ASIE/SYRIE - Témoignage d’un religieux de la Custodie de Terre Sainte

jeudi, 19 septembre 2013

Cité du Vatican (Agence Fides) – « Il faut séparer la religion de la politique. Rien n’est pire, dans cette situation, qu’un discours confesionnaliste. La Syrie est un pays plein de diversités ethniques et religieuses. Chez les chrétiens comme chez les non chrétiens se trouvent des opinions politiques très différentes même si aujourd’hui la majeure partie des syriens est contrainte au silence par la violence ». C’est ce qu’explique, dans un entretien accordé à l’Agence Fides, le Père Bahjat Karakach OFM, religieux syrien d’Alep, Maître des postulants de la Custodie de Terre Sainte.

P. Karakach, vous avez des nouvelles directes d’Alep ?
Selon les informations que nos frères nous transmettent, Alep est bloquée dans une spirale de violence. Depuis longtemps, les conditions humanitaires sont à haut risque. Dans certaines zones, l’électricité et l’eau manquent fréquemment. Les vivres ont des prix très élevés et ce dans un contexte de pauvreté croissante. Alep est la ville qui, aujourd’hui, souffre le plus. La deuxième ville de Syrie est alimentée par une seule route, contrôlée de manière rigide par les forces d’opposition qui l’ouvrent et la ferment comme et quand elles le veulent.

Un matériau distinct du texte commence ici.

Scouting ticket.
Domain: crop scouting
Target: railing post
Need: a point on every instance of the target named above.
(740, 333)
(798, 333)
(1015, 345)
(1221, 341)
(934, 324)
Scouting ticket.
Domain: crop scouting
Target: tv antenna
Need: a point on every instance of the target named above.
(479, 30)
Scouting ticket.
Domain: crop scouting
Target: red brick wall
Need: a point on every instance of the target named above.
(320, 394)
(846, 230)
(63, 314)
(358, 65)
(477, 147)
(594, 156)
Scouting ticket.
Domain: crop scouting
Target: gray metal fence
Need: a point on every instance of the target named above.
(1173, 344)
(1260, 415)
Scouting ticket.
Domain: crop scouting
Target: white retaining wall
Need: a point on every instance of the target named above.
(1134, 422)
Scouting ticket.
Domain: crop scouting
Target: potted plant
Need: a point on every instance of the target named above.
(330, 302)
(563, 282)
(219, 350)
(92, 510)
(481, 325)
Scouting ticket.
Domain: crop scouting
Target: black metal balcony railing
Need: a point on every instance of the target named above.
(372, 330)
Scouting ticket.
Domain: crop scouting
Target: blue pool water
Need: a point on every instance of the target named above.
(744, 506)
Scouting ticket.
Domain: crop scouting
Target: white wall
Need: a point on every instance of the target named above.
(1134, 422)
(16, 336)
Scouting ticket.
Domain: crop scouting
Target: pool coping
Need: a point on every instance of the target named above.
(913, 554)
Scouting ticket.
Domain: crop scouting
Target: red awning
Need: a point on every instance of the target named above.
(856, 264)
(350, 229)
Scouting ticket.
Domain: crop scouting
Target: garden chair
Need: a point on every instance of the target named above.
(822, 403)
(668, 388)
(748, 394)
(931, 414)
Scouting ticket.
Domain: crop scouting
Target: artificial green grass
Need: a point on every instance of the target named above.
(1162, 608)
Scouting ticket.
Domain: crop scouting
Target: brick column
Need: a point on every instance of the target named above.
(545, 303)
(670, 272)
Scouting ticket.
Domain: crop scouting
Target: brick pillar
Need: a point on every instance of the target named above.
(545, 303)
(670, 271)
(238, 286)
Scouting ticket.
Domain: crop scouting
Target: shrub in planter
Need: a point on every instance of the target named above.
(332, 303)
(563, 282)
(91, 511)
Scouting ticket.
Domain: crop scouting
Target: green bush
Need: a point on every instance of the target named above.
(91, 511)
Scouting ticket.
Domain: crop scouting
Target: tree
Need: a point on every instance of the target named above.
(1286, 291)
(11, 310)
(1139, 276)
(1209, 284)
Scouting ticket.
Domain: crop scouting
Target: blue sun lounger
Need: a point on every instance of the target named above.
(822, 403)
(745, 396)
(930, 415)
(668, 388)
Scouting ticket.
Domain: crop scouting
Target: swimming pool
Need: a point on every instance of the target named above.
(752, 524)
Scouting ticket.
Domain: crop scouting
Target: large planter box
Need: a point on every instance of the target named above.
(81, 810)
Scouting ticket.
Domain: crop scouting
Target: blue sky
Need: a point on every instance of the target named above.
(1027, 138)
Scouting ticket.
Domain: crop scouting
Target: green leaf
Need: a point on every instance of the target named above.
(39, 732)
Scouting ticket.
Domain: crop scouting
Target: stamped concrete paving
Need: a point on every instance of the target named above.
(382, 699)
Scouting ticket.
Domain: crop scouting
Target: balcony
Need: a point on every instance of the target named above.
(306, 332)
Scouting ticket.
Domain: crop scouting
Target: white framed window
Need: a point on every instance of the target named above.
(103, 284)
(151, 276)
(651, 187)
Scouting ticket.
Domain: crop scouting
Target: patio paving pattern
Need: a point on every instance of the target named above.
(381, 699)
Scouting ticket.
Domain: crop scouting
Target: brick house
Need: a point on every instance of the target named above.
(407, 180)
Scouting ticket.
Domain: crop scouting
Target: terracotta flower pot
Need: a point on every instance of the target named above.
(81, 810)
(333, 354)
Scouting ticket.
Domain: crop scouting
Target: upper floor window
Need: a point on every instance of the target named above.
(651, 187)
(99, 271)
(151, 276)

Comment peut-on vivre le charisme franciscain de paix et de proximité à tout homme dans un contexte aussi dramatique ?
L'approche cordiale envers tout homme fait partie de notre ADN franciscain. Alors que certaines voix se sont levées pour préconiser de s’armer ou de fuir, nos frères sont présents aux côtés des gens qui souffrent, armés seulement de leur foi et de leur charité. Nous, franciscains, sommes en Syrie pour réconforter et être proches de tous, chrétiens et non chrétiens. A Alep, nos églises sont à la disposition de certaines communautés chrétiennes d’autres confessions, qui n’ont pas la possibilité d’atteindre leurs églises pour y prier. De même, nos couvents accueillent des évacués de différentes religions. Par l’intermédiaire de notre Ordre, des aides matérielles arrivent aux personnes les plus défavorisées sans aucune discrimination.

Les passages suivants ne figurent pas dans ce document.